Commanders and leaders
- Parker Campbell (WIA): William Graham

Strength
- 24: 3

Casualties and losses
- 1 Killed 4 wounded: None

= Battle of Graham's Fort =

1781 battle of the American Revolutionary War

The battle of Graham’s Fort took place on September 1, 1780 between Patriot and Loyalist militias in present day Cleveland County, North Carolina. Colonel William Graham had built a large log cabin near Buffalo Creek, which would eventually be regarded as Graham’s Fort.

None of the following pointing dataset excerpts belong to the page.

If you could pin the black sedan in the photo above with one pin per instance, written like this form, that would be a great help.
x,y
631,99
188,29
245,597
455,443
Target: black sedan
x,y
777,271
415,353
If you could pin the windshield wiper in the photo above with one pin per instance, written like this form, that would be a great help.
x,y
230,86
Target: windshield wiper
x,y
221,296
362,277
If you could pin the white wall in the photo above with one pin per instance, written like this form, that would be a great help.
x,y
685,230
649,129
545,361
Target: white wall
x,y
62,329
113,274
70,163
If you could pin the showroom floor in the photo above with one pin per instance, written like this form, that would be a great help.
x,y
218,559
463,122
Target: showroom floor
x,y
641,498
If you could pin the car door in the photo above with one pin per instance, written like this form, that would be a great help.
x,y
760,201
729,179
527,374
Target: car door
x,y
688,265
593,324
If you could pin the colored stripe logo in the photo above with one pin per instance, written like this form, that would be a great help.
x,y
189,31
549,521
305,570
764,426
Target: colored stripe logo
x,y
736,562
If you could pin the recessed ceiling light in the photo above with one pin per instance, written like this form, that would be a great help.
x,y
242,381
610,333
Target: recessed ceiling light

On September 1, a group of Loyalists approached the building and demanded that Graham surrender himself. Graham refused and the two groups exchanged fire. One Loyalist approached the structure, placed the muzzle of his gun into a crack and discharged the weapon. Seeing this, a seventeen-year-old woman is said to have pushed her brother down to save him from being shot. The Loyalist was shot in the head. Next, according to legend, the young woman unbolted the door and ran out to retrieve the fallen Loyalist's gun and ammunition for the use of the men in the fort. After losing one man and having four others wounded with no success the Loyalists withdrew. Colonel Graham had his pregnant wife and everyone else in the cabin moved to a safer location. After Graham and those with him withdrew, the Loyalists returned. They plundered the cabin and took six of his slaves. Today, a state historic marker entitled with the name of the battle denotes the site of the engagement. This was the smallest battle fought during the American Revolutionary War.